When officers make a stop, they are required to fill out a form, including the time and location of the stop and why police were suspicious. Age, race and whether the person was frisked are also recorded.

In Philadelphia, stops nearly doubled to more than 200,000 from 2007 to 2008. Philadelphia Mayor Michael Nutter deployed an "aggressive" stop-and-frisk policy in the year since his election in November 2007 and overall crime has dropped.

In Los Angeles, where Bratton recently stepped down as police commissioner, pedestrian stops have doubled in the past six years to 244,038 in 2008. The number of people stopped in cars is higher.

About 15 percent of the stops resulted in arrests in 2002, compared with about 30 percent in 2008, according to an analysis of the data by Harvard University's Kennedy School of Government.

Several other major police departments do not keep street-stop statistics or do not release them. Chicago police refused to release numbers to the AP. Boston police say they do not keep the records. The New Orleans department is not required to keep statistics on race and pedestrian stops.

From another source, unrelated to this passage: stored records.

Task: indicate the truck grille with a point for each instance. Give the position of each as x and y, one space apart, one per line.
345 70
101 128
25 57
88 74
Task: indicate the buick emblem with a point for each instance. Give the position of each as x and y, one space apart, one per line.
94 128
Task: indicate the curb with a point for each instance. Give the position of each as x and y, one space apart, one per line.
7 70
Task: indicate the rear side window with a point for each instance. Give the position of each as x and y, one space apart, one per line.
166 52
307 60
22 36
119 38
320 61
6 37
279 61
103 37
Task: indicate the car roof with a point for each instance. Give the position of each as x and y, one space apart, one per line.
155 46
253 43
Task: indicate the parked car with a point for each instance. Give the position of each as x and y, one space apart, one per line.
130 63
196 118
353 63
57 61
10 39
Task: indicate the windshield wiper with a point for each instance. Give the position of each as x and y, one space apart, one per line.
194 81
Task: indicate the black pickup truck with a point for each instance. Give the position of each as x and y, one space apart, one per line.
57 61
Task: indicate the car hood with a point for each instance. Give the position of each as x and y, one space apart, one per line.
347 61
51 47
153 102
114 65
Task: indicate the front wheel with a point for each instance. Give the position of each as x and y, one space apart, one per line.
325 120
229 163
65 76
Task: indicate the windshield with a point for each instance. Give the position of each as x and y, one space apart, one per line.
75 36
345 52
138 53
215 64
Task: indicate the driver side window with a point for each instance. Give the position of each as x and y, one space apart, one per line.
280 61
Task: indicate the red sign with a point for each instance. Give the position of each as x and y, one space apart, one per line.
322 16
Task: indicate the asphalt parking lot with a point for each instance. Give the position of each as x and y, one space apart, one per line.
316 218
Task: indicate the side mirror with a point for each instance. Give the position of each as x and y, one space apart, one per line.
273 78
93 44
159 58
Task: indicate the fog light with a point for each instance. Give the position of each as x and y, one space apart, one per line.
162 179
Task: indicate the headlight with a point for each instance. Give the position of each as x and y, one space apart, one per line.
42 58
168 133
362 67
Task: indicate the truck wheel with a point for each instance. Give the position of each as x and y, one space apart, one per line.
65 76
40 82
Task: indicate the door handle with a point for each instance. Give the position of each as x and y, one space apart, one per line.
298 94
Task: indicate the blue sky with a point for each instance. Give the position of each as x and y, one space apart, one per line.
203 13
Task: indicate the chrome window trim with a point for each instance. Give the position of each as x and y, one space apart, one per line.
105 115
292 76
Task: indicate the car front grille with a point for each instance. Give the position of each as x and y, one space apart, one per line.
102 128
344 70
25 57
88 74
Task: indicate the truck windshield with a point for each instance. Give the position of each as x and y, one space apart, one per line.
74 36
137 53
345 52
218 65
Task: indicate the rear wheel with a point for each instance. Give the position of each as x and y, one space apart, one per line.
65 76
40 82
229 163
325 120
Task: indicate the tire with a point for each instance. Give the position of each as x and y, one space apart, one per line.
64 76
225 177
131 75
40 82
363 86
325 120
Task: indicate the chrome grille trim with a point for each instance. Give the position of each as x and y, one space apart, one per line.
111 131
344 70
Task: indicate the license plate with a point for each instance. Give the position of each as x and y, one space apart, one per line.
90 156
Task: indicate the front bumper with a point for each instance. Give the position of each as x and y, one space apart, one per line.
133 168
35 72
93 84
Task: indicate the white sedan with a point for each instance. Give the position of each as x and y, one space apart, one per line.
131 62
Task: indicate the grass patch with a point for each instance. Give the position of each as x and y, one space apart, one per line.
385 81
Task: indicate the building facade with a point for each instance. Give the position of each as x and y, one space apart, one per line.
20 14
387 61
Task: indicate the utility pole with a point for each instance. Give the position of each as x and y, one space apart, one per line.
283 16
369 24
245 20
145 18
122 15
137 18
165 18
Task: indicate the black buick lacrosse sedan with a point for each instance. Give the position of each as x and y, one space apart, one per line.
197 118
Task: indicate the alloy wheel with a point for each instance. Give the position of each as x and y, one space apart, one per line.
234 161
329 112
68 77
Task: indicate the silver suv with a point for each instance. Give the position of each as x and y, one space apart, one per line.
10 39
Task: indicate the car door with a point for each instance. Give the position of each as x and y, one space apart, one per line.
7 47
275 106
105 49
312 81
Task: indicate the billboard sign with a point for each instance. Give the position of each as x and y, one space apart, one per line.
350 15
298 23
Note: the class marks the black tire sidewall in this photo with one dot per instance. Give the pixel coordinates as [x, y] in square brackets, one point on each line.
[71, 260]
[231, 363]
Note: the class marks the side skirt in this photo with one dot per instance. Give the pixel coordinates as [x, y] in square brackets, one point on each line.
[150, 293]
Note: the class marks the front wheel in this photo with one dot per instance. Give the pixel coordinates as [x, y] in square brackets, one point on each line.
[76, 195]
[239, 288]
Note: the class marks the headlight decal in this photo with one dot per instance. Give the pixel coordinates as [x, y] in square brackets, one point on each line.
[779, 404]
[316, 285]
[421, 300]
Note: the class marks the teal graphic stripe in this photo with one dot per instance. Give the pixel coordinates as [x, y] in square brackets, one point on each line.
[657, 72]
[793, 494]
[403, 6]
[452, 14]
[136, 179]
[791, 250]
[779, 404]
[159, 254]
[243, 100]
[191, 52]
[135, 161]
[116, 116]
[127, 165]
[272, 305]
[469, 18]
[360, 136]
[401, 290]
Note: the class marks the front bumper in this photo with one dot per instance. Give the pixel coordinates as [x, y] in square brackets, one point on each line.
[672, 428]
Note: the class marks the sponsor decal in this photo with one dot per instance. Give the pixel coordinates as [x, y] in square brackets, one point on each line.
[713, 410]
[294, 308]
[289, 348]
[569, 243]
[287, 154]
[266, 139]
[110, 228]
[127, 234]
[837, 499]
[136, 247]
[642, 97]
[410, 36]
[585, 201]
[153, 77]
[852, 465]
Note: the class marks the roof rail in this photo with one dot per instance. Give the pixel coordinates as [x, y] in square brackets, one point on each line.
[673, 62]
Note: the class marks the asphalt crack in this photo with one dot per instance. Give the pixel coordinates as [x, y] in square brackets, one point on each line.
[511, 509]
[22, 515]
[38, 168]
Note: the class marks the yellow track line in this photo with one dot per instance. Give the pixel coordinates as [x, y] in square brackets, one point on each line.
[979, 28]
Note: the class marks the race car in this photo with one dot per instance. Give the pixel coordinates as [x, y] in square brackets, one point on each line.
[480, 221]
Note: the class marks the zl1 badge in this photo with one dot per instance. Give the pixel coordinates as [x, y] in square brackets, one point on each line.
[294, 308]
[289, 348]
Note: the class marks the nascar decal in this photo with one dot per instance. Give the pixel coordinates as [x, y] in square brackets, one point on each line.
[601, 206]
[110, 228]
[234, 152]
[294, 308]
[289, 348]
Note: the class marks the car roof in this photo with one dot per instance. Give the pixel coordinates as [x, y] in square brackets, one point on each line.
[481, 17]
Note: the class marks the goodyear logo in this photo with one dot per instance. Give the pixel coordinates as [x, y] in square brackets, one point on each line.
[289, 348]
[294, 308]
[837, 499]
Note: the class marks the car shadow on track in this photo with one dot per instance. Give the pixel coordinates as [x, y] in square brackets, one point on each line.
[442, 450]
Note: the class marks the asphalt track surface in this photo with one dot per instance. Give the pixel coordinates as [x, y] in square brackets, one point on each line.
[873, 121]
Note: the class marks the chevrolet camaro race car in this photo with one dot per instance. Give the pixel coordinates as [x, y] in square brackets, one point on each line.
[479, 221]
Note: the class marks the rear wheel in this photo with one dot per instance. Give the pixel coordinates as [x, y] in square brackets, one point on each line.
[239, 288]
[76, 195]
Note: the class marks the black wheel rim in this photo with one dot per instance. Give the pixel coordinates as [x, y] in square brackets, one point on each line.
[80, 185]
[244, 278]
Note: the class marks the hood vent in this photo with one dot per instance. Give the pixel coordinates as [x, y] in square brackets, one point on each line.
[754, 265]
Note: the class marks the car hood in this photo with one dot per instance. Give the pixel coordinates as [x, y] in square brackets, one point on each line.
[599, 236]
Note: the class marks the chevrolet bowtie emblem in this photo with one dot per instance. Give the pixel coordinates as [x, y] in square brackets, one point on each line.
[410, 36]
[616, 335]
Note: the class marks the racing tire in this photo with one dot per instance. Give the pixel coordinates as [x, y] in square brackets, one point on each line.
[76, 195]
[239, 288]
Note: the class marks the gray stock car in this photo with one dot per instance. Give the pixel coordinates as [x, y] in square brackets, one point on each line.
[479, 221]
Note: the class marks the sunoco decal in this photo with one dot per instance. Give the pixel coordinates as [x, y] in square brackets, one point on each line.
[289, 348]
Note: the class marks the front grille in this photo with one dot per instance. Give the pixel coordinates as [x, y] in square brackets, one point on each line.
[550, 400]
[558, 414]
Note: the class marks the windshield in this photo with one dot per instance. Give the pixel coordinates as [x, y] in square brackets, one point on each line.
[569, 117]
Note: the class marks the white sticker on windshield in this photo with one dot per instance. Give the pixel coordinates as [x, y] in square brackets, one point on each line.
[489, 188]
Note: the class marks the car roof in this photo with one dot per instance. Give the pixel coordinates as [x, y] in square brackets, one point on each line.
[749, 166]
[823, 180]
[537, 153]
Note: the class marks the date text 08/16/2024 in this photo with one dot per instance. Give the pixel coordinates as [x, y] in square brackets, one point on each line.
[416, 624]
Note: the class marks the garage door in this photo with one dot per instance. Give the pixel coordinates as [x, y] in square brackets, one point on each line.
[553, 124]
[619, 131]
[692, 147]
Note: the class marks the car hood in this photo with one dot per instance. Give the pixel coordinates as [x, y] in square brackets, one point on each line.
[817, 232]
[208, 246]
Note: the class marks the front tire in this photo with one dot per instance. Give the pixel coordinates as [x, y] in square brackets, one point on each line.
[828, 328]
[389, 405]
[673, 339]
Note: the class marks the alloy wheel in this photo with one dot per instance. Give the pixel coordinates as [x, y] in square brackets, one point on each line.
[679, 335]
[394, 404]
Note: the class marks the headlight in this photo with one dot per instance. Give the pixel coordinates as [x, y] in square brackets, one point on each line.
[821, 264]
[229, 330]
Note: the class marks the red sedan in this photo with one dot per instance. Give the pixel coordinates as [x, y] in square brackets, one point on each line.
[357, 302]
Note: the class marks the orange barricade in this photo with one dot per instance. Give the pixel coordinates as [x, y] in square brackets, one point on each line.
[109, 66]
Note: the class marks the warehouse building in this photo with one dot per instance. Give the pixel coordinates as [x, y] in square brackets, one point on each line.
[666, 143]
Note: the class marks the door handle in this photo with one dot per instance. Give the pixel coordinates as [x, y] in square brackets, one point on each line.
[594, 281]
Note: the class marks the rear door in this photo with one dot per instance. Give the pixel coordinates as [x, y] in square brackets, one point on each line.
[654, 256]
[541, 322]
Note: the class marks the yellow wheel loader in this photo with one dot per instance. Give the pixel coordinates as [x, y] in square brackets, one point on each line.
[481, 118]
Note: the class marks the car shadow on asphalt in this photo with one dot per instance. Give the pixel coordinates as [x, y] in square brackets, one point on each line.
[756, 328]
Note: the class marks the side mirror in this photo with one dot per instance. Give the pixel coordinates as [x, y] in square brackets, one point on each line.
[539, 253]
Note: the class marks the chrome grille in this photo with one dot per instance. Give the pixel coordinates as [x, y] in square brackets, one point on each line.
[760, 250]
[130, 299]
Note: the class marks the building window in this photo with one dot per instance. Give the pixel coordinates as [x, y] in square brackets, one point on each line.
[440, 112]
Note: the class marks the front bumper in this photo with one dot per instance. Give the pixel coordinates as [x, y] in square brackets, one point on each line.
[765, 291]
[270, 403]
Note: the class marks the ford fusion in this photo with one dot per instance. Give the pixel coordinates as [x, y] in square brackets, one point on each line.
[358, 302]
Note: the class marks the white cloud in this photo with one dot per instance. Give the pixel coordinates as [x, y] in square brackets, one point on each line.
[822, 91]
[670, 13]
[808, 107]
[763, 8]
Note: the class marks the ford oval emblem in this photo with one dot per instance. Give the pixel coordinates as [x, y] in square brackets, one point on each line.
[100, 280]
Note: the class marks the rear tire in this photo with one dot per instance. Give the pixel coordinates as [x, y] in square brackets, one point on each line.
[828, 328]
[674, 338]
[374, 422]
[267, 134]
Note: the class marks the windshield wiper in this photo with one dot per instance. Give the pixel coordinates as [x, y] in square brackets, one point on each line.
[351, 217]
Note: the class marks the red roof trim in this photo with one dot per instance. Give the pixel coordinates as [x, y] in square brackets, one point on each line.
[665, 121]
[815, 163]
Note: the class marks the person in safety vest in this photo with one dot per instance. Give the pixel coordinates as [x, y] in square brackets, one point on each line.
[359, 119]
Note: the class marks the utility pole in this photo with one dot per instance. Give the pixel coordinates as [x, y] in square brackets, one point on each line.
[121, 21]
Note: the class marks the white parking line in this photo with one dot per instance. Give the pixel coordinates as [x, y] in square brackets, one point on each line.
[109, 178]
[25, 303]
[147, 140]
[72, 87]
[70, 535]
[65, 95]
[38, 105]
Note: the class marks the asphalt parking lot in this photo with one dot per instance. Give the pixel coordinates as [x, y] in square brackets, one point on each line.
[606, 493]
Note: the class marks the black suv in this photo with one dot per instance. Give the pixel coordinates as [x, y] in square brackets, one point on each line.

RAND, an independent research agency hired by the New York Police Department to analyze street-stop data in 2007 after public outcry, found little racial profiling. It said the raw statistics "distorted the magnitude and, at times, the existence of racially biased policing."

The NYPD continues to monitor the issue, but after the RAND analysis, officials agreed that large-scale restructuring was unnecessary.

Kelly has warned against more simplistic data reviews.

"There are 8.4 million people in New York City. That number swells to more than 10 million every work day. Police are responsible for more than 800,000 summonses and arrests annually based on the higher standard of probable cause," Kelly said.

"Under the circumstances, it's not surprising that we make 500,000 or even 600,000 stops based on the less stringent standard of reasonable suspicion."

Civil liberties groups also complain because New York police keep a database of everyone stopped — innocent or not. That makes them targets for future investigations, said Christopher Dunn, associate legal director of the New York Civil Liberties Union.

Los Angeles was forced by federal mandate to release data on street stops — including the race of those stopped — starting in 2000 after a series of scandals. The city government promised to adopt scores of reform measures under federal court supervision.

The LAPD was released from the federal decree in July, but a report last year by the ACLU in Southern California showed that blacks were still nearly three times more likely to be stopped by police than whites.

"The initial defense was: 'Because we're over-policing higher crime neighborhoods, they're predominantly populated by people of color, and that's why,'" said Peter Bibring, an ACLU attorney in Los Angeles.

But an analysis done for the ACLU in 2008 by Yale law professor Ian Ayres accounts for differences in crime rates and still shows minorities are stopped much more.

Some people who are stopped file lawsuits against the city and speak out publicly. Most just accept it.

In Harlem, George Lucas changed his route home from work to avoid a stretch of Seventh Avenue, because he kept being stopped by the police.

"The inconvenience of walking out of my way still saves me the worry and frustration about being stopped," said Lucas, 28, director of a nonprofit.

It's so common in some areas that community groups have begun offering classes on how to behave when stopped.

Courtney Bennett of the nonprofit New York City Mission Society says he regularly hosts groups of 30 men, of all ages, who feel powerless because they are stopped routinely for what they say is no reason. Carr recently attended a similar meeting for teens at another nonprofit called The Door.

Bennett is also a member of the Order of the Feather, a black fraternity that mentors young men and promotes community service. At a recent initiation ceremony in Harlem, it did not take long to find dozens of people who said they were stopped by police.

"You see these guys? They're normal guys, you know? Regular dudes," said Paul Hawkins, 22. "They've all been affected by it somehow. They were stopped, or someone they knew, or their dad or whatever. And they're not, you know, criminals."